The reason I'm asking, I'm not worried about the pts or the work because I started on this very same unit as a new grad in 1998. I didn't leave because I wanted to, but the manager at the time was a monster (sorry, no other term sums it up so well, but dictator, bigot and some others fit as well). Yes, I was a new grad, inadequately oriented (3 orientees to one usually absent "preceptor") and overwhelmed by the workload, therefore incurring lots of OT to complete charting; but I was never really given a chance, the manager just forced to me to resign after my "orientation" period without any good explanation. Anyway, I just wanted to say it was never the work itself that I found too hard to take. In fact, I still remember some of my onc pts from way back then; they were very special and I felt like I could really make a difference with them (my difficulties were mostly with tasks, such as programming our complicated PCA pump quickly, and not with the pts).

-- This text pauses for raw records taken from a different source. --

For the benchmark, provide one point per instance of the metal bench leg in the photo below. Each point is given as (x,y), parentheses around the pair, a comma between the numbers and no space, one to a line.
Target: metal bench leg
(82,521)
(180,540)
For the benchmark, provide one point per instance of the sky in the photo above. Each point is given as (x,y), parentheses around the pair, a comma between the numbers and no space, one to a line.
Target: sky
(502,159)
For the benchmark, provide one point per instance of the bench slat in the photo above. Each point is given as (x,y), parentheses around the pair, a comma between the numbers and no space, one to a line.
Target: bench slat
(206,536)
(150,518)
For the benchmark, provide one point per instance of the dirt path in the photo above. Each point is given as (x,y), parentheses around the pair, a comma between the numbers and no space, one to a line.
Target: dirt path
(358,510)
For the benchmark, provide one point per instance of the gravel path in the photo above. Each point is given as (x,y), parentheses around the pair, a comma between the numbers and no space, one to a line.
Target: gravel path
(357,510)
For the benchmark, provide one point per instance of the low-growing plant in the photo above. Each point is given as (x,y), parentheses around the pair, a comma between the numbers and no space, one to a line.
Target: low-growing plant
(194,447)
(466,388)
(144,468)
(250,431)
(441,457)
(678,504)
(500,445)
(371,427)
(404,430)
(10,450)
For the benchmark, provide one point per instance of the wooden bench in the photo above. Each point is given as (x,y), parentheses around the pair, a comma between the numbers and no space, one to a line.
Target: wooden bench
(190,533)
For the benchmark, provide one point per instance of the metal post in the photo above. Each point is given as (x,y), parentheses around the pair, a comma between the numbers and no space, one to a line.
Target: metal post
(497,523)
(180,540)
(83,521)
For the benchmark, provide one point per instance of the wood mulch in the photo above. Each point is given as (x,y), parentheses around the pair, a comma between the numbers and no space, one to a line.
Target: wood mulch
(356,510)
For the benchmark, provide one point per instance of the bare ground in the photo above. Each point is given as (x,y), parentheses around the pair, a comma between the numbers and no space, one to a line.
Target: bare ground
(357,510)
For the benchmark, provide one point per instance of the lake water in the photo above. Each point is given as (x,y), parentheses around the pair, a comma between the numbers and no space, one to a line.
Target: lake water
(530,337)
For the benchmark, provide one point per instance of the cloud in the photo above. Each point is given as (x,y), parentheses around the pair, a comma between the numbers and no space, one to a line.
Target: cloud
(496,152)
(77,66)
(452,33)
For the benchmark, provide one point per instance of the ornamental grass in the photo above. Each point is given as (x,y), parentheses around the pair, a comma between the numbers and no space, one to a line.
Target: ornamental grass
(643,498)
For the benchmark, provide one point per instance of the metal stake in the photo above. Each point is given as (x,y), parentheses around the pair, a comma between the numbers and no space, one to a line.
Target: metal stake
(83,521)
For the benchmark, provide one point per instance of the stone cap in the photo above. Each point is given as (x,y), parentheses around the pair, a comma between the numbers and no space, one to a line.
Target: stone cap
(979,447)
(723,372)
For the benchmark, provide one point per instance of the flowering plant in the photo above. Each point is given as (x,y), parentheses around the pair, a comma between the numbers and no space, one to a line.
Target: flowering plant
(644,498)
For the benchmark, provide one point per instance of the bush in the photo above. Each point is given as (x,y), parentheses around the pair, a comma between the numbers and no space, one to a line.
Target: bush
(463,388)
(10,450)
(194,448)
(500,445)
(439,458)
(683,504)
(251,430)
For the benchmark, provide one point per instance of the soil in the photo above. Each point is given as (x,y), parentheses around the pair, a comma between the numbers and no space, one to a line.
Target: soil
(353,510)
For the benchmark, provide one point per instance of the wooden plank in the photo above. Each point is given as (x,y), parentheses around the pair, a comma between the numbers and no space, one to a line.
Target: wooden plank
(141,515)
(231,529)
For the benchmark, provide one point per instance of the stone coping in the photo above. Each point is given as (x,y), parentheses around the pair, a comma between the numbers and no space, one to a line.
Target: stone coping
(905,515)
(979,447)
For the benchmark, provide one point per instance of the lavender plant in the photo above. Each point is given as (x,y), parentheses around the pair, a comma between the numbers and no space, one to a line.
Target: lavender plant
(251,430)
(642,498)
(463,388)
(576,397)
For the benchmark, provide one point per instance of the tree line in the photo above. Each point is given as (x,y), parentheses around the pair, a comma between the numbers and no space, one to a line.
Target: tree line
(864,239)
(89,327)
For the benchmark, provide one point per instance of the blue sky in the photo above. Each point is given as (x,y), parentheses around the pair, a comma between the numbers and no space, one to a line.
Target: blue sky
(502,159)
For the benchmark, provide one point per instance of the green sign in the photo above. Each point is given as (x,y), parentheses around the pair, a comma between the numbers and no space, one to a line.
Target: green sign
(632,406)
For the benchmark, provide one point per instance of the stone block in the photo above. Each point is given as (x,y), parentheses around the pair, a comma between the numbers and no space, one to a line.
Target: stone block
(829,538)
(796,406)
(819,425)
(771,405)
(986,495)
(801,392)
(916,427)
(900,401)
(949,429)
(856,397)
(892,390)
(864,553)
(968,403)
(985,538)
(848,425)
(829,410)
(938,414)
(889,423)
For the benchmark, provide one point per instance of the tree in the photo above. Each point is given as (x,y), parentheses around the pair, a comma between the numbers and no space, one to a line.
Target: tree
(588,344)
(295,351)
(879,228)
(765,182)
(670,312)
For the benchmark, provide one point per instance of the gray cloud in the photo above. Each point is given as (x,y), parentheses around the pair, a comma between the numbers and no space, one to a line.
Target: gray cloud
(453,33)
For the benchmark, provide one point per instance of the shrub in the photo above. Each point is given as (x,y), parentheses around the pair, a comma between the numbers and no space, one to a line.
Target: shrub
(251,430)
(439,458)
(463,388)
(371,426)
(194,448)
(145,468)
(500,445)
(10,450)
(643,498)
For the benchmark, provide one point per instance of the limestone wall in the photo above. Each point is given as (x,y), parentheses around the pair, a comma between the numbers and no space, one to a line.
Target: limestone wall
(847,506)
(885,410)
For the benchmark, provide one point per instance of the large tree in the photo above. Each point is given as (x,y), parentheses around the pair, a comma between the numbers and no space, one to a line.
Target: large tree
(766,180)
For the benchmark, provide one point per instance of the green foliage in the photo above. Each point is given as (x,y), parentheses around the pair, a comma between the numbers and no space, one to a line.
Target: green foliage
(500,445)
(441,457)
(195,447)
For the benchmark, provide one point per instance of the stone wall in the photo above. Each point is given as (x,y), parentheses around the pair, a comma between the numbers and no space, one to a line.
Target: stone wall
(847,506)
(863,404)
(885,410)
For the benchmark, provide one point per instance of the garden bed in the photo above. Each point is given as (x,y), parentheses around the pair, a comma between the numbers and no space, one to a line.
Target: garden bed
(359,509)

Anyway, this horrible manager was gone about 2 years after I left, "early retirement" (yeah, right. She hadn't planend to retired for several years.) The new one couldn't be any more different - for instance, the old manager was a bigot (I kid you not - she referred to her 4 black nurses as the "quadruplets" in my presence), the new one is black. I met her during an inservice in the acute dialysis unit in the same hospital where I worked until about a year ago and was very impressed. I thought I would stay in dialysis, but it didn't work out (I never got any PRN hours and finally quit). Now I would really like to give my "first love", oncology, another try.

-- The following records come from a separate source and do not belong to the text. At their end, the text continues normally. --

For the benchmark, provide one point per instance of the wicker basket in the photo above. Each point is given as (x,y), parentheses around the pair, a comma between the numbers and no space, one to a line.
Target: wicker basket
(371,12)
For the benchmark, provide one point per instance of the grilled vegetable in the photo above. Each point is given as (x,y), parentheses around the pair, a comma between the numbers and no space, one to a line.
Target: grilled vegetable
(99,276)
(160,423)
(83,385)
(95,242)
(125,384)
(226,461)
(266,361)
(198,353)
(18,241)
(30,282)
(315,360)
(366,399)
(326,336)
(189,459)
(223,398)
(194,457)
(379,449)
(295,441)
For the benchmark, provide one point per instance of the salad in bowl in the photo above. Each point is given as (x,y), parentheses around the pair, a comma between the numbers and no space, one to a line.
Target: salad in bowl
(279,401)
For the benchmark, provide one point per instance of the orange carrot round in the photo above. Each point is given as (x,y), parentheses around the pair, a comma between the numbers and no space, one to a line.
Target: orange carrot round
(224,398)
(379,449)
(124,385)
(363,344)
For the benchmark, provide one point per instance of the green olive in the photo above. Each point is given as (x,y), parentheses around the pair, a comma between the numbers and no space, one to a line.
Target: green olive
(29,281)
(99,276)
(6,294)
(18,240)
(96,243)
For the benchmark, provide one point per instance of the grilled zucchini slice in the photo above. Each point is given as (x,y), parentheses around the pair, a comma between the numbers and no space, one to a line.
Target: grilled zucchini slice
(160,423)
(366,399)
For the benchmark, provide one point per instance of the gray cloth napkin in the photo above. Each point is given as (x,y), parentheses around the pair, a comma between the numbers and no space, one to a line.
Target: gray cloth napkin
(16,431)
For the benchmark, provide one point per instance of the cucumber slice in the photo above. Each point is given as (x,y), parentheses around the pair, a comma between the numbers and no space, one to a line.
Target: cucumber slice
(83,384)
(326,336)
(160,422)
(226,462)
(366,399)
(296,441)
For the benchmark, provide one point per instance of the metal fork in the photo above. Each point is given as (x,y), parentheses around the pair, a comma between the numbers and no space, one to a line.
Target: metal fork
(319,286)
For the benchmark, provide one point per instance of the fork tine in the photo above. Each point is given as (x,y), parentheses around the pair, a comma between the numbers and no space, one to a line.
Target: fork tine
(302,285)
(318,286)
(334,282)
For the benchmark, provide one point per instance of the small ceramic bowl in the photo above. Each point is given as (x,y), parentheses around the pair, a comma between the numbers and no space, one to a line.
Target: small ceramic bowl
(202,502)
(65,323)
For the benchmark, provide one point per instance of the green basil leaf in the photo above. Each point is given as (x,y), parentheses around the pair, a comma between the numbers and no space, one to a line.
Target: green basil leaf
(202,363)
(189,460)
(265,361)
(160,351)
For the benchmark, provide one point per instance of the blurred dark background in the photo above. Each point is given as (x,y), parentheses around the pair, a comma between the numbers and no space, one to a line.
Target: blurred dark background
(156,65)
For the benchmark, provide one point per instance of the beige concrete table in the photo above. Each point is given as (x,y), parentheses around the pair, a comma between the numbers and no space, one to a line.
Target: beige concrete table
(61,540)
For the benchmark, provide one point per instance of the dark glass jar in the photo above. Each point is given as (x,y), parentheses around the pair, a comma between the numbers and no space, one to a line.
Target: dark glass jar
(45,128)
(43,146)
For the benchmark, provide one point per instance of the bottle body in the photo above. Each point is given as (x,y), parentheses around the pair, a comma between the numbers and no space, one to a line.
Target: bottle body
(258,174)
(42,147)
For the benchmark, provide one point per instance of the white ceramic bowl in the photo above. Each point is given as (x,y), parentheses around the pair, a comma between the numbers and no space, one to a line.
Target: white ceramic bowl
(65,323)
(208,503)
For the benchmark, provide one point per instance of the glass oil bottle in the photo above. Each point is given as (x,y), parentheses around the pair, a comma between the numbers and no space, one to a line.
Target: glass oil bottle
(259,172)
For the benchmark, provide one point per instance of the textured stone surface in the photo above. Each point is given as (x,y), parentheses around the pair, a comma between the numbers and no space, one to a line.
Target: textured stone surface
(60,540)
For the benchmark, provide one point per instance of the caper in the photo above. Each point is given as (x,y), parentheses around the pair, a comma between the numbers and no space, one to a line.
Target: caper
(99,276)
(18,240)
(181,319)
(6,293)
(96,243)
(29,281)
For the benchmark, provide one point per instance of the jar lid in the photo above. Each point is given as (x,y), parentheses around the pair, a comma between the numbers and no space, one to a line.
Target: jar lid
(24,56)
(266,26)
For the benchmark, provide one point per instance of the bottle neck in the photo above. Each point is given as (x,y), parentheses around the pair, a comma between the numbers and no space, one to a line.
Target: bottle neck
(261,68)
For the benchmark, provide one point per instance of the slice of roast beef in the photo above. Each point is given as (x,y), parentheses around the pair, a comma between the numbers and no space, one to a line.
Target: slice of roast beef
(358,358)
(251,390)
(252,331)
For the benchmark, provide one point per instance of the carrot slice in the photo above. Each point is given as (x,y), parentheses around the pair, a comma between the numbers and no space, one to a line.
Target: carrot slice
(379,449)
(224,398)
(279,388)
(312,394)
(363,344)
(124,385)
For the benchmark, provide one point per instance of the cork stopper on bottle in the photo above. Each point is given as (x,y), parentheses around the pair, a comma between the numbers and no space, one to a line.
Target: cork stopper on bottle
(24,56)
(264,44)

My only nagging question, which I really don't want to ask in an interview, is why onc has such a high turnover. Of course, they do hire new grads who often leave after their year of med/surg is up. However, could there be another reason? Is it just part of the job, which I'm sure can be very stressful, or might the new manager be horrible too? (I'm just a bit paranoid, aren't I?)

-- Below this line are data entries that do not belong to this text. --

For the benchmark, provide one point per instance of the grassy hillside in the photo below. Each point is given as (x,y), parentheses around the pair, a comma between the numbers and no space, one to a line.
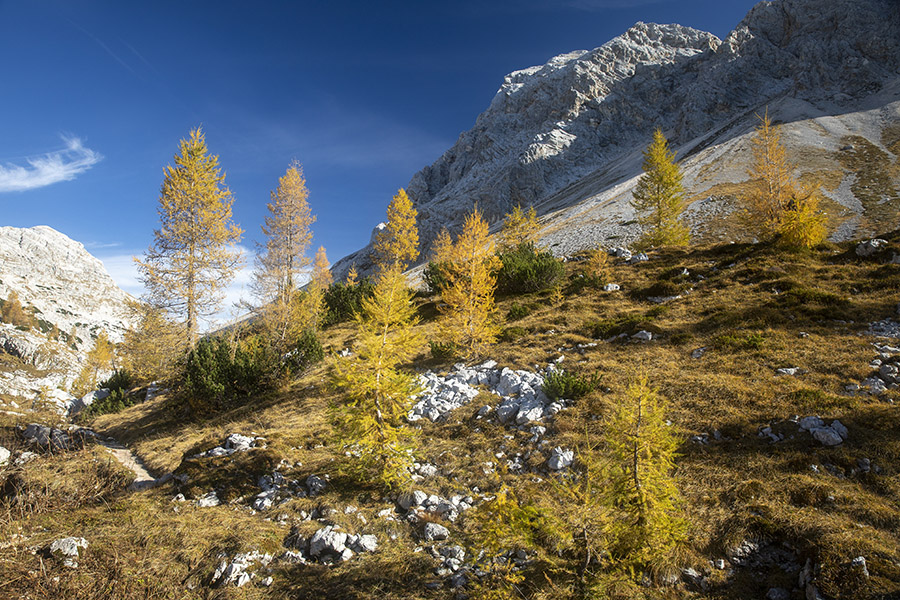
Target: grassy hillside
(762,507)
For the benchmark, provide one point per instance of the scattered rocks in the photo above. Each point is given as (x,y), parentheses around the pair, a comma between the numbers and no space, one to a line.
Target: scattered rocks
(830,435)
(68,550)
(233,443)
(434,531)
(208,500)
(329,541)
(870,247)
(560,459)
(236,571)
(315,485)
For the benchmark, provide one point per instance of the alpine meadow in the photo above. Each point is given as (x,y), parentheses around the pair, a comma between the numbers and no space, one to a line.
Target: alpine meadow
(634,334)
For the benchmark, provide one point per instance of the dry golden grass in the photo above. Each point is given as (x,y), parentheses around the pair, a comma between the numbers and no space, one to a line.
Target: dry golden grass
(748,309)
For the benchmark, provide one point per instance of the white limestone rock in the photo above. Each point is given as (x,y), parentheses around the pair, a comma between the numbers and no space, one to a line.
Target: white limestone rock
(68,550)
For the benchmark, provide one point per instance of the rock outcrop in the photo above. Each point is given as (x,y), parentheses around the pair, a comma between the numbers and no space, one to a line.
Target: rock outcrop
(567,136)
(58,281)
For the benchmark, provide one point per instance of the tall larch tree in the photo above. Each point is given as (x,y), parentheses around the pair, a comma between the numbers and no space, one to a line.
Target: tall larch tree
(370,421)
(192,258)
(99,359)
(777,206)
(469,316)
(313,301)
(641,488)
(398,242)
(280,264)
(659,197)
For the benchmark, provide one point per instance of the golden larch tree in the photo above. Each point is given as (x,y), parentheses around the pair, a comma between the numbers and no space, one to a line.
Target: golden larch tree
(659,197)
(398,242)
(519,227)
(312,303)
(99,359)
(777,206)
(280,264)
(370,421)
(469,316)
(192,258)
(641,488)
(152,347)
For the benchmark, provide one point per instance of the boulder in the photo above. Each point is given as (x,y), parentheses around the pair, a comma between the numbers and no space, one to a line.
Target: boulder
(560,458)
(315,485)
(434,531)
(68,550)
(327,540)
(870,247)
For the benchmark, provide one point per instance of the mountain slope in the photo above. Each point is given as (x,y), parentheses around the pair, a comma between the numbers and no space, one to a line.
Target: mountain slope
(568,134)
(58,281)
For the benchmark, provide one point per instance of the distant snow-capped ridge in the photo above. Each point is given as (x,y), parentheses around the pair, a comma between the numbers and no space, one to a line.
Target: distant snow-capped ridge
(69,288)
(56,275)
(567,136)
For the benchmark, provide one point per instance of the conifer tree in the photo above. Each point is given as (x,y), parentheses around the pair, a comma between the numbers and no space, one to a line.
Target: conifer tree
(469,319)
(641,488)
(659,197)
(520,227)
(398,242)
(276,277)
(777,206)
(378,394)
(192,258)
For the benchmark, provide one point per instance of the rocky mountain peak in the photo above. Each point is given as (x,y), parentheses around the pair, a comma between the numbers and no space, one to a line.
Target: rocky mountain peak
(567,135)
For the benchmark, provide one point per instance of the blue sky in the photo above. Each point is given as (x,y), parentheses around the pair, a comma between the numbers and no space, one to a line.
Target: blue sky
(363,94)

Thanks for any input you can give me, and I hope to be able to join you in this specialty soon.
I havent heard of Oncology being a high turnover rate area for nursing. We actually have a waiting list for out dept and some of our nurses have been in the dept for 20 years. Many Onc RNs consider it a calling to work with cancer patients and wouldnt change depts.
The Oncology unit I work on had several nurses that have been there over 5 years and many over 10. Although we take care of oncology patients we are designated at Med/Surg so I don't know how staffing is at cancer centers.
DeLana_RN, BSN, RN
Thanks for the responses. I can see that many nurses would want to stay in this specialty, and even have a calling (after all, I'm drawn to it myself).
I was just wondering if this is similar to dialysis nursing, where I spent about 7 years, and also saw many nurses who stayed for decades; however, many others didn't make it through orientation because it just wasn't for them. They say in dialysis, you either love it or hate it, there's nothing in between (and in my experience, and after talking to many colleagues there, that's true).
Could this be true for oncology as well? Many find their calling and plan to retire from there, but some find they just can't do it and leave after a short while? If this is so, I would be reassured; my main fear is that it's not the job, but the manager - based on the horrible experience I had with the previous one (see original post).
The oncology unit I have applied to is a true hemo/onc unit, but they get med/surg overflow pts as well. Because there are several nursing schools, they also get lots of new grads. Maybe that's a reason for the turnover as well.
Again, thanks for any input from oncology nurses!